Ion fragmentation device and method based on linear ion trap mass spectrometer

Technical Field

The invention relates to the technical field of mass spectrometry, in particular to an ion fragmentation device and method based on a linear ion trap mass spectrometer.

Background

Mass spectrometry is a method of qualitatively and quantitatively analyzing a sample by separating and measuring ions according to the mass-to-charge ratio (m/z) of the ions. Instruments for performing mass spectrometry, called mass spectrometers, have been widely used in the fields of biological medicine, environmental analysis, manned aerospace, criminal science and technology, life sciences, and the like. Tandem Mass Spectrometry (MS) ⁿ ) Is an important means of analysis of mixtures and molecular structure identification and has long been used in large mass spectrometers. In particular in the interdisciplinary disciplines of chemistry and life sciences, systematic analysis of proteomes using tandem mass spectrometry, and the discovery and intensive research of post-translational modifications of specific proteinsAll are of importance.

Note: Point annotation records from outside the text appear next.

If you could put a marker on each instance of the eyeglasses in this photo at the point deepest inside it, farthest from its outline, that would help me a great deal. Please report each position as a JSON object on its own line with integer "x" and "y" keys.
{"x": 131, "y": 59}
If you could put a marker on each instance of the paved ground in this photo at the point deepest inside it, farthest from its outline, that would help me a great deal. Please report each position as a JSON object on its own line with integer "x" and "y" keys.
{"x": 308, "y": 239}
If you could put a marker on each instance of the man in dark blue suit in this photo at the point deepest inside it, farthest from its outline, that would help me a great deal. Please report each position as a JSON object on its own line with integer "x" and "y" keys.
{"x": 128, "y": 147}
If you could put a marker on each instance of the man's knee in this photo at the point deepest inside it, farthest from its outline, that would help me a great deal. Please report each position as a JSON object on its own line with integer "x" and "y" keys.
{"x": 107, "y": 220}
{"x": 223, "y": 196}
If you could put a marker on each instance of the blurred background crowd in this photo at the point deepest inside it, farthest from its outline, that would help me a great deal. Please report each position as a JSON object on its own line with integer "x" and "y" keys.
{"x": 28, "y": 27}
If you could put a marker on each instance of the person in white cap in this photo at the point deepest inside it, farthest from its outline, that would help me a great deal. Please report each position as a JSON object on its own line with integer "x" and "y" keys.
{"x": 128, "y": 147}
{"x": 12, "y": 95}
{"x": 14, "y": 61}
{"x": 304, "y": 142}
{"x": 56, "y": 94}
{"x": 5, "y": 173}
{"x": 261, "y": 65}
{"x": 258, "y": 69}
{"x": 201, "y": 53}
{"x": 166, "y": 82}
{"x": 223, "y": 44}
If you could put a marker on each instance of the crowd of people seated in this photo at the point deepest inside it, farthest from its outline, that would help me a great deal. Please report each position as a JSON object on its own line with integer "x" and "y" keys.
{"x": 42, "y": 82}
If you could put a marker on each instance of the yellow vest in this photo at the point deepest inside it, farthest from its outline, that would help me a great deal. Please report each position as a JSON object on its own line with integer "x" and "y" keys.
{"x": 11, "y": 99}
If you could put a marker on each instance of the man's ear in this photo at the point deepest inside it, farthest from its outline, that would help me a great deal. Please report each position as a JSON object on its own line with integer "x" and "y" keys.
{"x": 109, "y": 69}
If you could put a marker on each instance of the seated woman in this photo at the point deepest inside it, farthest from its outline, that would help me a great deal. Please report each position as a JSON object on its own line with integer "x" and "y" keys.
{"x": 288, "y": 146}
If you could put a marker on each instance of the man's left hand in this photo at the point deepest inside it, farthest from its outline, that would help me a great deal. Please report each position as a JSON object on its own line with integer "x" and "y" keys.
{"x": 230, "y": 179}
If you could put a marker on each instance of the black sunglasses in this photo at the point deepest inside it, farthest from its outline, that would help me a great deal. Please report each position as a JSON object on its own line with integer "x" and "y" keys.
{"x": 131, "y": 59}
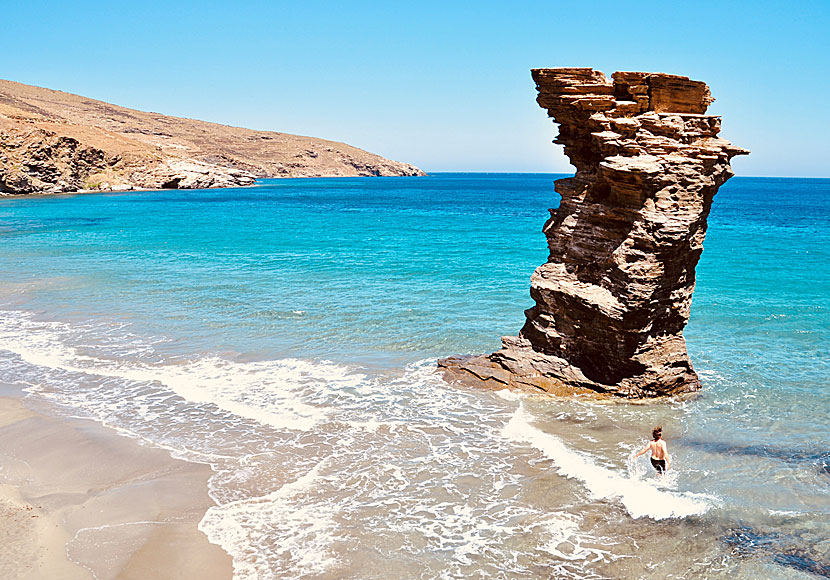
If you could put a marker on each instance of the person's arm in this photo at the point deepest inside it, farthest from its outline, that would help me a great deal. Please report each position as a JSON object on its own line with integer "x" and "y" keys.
{"x": 646, "y": 448}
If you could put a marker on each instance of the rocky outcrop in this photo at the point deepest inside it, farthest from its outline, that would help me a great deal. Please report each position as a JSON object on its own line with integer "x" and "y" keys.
{"x": 54, "y": 142}
{"x": 615, "y": 294}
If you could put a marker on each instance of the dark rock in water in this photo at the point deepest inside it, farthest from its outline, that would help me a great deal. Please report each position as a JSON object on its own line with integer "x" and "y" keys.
{"x": 615, "y": 294}
{"x": 784, "y": 549}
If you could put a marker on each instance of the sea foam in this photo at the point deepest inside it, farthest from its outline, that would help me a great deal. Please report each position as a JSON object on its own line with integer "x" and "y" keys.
{"x": 640, "y": 498}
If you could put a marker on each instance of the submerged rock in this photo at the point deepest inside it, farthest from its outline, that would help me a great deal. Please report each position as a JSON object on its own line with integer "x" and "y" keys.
{"x": 615, "y": 294}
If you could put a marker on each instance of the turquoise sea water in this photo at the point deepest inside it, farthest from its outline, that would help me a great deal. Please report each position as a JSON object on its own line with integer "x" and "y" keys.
{"x": 287, "y": 334}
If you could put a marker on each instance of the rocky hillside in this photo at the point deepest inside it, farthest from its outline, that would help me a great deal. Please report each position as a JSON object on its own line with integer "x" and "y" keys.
{"x": 52, "y": 142}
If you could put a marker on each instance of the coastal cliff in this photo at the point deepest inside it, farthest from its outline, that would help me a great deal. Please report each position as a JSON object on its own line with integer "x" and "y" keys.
{"x": 616, "y": 292}
{"x": 53, "y": 142}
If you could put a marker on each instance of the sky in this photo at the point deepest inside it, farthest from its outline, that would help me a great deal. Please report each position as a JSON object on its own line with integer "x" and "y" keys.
{"x": 444, "y": 85}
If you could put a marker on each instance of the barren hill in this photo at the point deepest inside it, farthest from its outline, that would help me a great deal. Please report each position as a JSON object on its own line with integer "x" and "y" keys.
{"x": 51, "y": 141}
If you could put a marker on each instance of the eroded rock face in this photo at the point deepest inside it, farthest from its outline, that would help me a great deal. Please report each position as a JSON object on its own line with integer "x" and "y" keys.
{"x": 615, "y": 294}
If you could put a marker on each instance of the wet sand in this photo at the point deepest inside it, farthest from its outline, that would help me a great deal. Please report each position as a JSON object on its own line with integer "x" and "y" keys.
{"x": 79, "y": 501}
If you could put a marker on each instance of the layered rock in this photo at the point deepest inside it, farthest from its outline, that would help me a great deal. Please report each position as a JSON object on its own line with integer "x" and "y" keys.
{"x": 615, "y": 294}
{"x": 52, "y": 141}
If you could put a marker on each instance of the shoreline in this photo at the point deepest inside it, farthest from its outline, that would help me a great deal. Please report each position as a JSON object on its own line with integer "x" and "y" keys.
{"x": 80, "y": 501}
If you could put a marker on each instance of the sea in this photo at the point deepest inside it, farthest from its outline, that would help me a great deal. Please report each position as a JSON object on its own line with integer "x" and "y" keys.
{"x": 287, "y": 333}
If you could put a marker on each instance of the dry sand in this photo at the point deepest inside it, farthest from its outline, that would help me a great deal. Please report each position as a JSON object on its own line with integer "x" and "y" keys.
{"x": 79, "y": 501}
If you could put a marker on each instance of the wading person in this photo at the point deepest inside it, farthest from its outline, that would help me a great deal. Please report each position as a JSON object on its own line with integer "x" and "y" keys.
{"x": 659, "y": 452}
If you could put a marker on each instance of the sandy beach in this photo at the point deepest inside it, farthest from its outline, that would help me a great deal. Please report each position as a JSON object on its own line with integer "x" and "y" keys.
{"x": 80, "y": 501}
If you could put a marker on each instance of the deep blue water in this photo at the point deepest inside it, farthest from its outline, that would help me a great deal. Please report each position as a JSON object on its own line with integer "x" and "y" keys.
{"x": 206, "y": 294}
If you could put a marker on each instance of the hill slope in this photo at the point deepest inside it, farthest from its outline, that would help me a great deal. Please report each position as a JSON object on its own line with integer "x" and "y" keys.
{"x": 52, "y": 141}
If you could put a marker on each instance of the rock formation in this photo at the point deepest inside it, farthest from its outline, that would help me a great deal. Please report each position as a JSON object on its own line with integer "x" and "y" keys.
{"x": 614, "y": 296}
{"x": 52, "y": 141}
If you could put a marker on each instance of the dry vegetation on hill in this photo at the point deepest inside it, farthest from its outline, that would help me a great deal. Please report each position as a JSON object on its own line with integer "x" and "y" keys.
{"x": 52, "y": 141}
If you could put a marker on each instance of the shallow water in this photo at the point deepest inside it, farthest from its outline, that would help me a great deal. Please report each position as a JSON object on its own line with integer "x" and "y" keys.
{"x": 286, "y": 334}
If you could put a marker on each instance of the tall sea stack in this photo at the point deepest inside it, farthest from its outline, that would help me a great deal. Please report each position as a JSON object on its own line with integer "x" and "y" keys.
{"x": 615, "y": 294}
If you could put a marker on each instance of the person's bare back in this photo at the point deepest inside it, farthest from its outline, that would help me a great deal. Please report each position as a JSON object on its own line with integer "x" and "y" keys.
{"x": 659, "y": 452}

Tandem mass spectrometry is generally classified into spatial tandem and temporal tandem according to the connection mode. Spatial tandem refers to the connection of more than two mass analyzers together, such as triple quadrupole tandem (QQQ), quadrupole-time of flight tandem (Q-TOF), and the like. Only one mass analyzer is needed for time series connection, and cascade analysis is realized by arranging different stages, such as an ion trap, an ion cyclotron resonance mass spectrometer and the like. From the cost perspective, the ion trap mass spectrometer can realize multistage tandem mass spectrometry by only using a single mass analyzer, and has unique advantages. Among them, linear ion traps have better ion trapping efficiency and storage capacity than three-dimensional ion traps, and have received much attention.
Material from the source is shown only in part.